Versatile pathway-centric approach based on high-throughput sequencing to anticancer drug discovery

• Published in: Proceedings of the National Academy of Sciences - PNAS Vol. 109; no. 12; pp. 4609 - 4614
• Main Authors: Li, Hairi, Zhou, Hongyan, Wang, Dong, Qiu, Jinsong, Zhou, Yu, Li, Xiangqiang, Rosenfeld, Michael G, Ding, Sheng, Fu, Xiang-Dong
• Format: Journal Article
• Language: English
• Published: United States National Academy of Sciences 20.03.2012; National Acad Sciences
• Subjects: Androgen antagonists; androgen receptors; Androgens; Androgens - chemistry; Antigens - chemistry; antineoplastic agents; Antineoplastic Agents - pharmacology; Apoptosis; Biological Sciences; Cardenolides - pharmacology; Cardiac glycosides; Cell growth; Cell Line, Tumor; Chemistry, Pharmaceutical - methods; cytotoxicity; Drug Design; Drug Screening Assays, Antitumor - methods; Gene expression; genes; Genetic screening; Genomics; Genotype & phenotype; glycosides; Glycosides - chemistry; high-throughput nucleotide sequencing; human diseases; Humans; Molecules; Phenotype; Preclinical drug evaluation; Prostate cancer; prostatic neoplasms; proteasome endopeptidase complex; Proteasome Endopeptidase Complex - chemistry; quantitative analysis; Research & development expenditures; RNA Interference; screening; Sequencing; T lymphocytes; therapeutics; transcription (genetics)

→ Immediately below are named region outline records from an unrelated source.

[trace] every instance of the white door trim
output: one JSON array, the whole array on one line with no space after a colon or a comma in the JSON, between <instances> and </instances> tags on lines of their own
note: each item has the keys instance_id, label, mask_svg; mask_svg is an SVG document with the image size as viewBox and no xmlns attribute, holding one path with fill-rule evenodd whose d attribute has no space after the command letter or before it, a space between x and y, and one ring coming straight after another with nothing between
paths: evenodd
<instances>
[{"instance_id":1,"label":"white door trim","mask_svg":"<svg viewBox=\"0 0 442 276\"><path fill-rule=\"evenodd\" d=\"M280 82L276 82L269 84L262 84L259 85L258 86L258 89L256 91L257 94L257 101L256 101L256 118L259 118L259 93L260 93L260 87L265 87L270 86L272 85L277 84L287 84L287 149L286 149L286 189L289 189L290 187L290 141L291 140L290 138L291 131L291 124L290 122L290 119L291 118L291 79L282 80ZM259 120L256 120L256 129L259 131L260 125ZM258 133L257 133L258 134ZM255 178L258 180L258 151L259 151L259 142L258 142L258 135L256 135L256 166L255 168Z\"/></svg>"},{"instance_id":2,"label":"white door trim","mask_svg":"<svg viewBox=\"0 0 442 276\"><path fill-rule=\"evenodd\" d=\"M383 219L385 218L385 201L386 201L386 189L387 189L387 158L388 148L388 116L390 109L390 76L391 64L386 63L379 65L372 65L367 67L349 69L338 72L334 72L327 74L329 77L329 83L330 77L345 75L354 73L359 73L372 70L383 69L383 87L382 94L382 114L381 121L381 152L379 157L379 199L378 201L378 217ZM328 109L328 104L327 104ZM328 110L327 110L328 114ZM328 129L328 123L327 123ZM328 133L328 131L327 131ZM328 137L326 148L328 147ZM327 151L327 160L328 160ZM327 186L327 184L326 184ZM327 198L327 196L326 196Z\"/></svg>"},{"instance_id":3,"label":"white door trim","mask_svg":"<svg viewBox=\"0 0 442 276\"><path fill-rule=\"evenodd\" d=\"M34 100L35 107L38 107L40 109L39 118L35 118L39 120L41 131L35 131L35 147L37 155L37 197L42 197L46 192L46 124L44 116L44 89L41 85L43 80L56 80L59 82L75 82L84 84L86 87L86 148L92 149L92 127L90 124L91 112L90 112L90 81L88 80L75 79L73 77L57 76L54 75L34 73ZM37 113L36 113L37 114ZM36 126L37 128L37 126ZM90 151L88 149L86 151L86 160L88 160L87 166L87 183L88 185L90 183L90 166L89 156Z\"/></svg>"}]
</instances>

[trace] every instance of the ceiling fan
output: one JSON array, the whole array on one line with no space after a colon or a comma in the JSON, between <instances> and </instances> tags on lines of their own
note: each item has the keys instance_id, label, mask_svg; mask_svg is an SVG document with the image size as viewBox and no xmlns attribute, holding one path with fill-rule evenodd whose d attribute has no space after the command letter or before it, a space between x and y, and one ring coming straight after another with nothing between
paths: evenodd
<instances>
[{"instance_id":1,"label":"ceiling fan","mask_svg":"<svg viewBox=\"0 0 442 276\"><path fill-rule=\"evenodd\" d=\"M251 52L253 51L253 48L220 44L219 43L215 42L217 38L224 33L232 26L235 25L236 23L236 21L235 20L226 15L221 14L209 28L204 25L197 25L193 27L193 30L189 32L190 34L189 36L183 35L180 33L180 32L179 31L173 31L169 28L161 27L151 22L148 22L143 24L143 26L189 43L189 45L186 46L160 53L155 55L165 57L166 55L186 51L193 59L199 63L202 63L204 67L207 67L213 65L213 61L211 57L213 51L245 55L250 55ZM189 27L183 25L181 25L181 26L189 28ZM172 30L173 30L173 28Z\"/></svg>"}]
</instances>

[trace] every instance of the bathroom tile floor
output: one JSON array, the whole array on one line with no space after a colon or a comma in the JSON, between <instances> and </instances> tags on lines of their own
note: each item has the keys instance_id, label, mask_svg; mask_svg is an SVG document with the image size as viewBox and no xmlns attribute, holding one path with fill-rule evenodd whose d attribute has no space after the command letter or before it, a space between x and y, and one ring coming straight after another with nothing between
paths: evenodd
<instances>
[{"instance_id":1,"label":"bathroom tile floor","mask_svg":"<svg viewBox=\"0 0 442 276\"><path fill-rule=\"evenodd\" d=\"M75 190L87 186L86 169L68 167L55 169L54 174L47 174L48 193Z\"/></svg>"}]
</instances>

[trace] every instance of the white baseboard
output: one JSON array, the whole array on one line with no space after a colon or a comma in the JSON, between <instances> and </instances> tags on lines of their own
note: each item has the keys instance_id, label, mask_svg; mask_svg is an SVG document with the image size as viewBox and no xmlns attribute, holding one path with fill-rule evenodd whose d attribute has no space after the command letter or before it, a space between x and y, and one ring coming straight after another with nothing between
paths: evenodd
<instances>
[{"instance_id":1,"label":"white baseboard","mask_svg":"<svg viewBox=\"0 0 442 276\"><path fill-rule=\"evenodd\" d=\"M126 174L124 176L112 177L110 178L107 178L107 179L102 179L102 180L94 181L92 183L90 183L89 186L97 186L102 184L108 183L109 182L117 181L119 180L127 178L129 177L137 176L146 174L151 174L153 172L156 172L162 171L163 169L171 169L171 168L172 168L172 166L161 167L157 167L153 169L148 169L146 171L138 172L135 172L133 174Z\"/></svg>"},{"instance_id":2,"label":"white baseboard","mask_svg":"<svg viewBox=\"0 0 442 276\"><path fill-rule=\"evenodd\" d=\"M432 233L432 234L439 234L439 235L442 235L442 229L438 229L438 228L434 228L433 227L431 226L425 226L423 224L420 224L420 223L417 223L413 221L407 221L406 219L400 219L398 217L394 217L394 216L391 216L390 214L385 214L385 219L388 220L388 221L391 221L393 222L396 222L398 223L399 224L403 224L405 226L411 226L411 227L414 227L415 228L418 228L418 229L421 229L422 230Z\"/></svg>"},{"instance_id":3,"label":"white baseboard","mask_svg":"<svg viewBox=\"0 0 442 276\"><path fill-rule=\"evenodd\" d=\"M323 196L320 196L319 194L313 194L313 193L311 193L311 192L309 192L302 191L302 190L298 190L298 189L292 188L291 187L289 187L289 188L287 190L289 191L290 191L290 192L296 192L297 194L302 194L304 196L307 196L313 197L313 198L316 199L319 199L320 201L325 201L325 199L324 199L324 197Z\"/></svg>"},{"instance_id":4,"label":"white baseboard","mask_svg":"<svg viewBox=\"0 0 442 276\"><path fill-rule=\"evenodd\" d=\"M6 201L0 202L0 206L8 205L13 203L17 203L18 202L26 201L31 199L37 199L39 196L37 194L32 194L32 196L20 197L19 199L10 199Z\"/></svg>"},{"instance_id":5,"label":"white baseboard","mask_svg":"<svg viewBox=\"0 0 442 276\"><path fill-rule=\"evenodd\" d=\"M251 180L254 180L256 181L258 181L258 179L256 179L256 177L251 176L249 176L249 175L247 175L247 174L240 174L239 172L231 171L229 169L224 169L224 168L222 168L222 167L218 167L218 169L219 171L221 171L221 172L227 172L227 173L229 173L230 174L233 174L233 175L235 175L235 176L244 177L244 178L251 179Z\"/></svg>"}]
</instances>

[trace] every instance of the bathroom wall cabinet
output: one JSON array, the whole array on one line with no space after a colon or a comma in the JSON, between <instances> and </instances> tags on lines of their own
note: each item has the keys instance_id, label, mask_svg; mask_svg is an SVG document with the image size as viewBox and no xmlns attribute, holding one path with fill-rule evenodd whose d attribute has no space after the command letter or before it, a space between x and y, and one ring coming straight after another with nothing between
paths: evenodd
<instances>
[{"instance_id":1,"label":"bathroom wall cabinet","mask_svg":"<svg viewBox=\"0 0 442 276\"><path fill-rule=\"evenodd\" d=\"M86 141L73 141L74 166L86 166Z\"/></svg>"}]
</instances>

• ISSN: 0027-8424; 1091-6490
• DOI: 10.1073/pnas.1200305109

The advent of powerful genomics technologies has uncovered many fundamental aspects of biology, including the mechanisms of cancer; however, it has not been appropriately matched by the development of global approaches to discover new medicines against human diseases. Here we describe a unique high-throughput screening strategy by high-throughput sequencing, referred to as HTS2, to meet this challenge. This technology enables large-scale and quantitative analysis of gene matrices associated with specific disease phenotypes, therefore allowing screening for small molecules that can specifically intervene with disease-linked gene-expression events. By initially applying this multitarget strategy to the pressing problem of hormone-refractory prostate cancer, which tends to be accelerated by the current antiandrogen therapy, we identify Peruvoside, a cardiac glycoside, which can potently inhibit both androgen-sensitive and -resistant prostate cancer cells without triggering severe cytotoxicity. We further show that, despite transcriptional reprogramming in prostate cancer cells at different disease stages, the compound can effectively block androgen receptor-dependent gene expression by inducing rapid androgen receptor degradation via the proteasome pathway. These findings establish a genomics-based phenotypic screening approach capable of quickly connecting pathways of phenotypic response to the molecular mechanism of drug action, thus offering a unique pathway-centric strategy for drug discovery.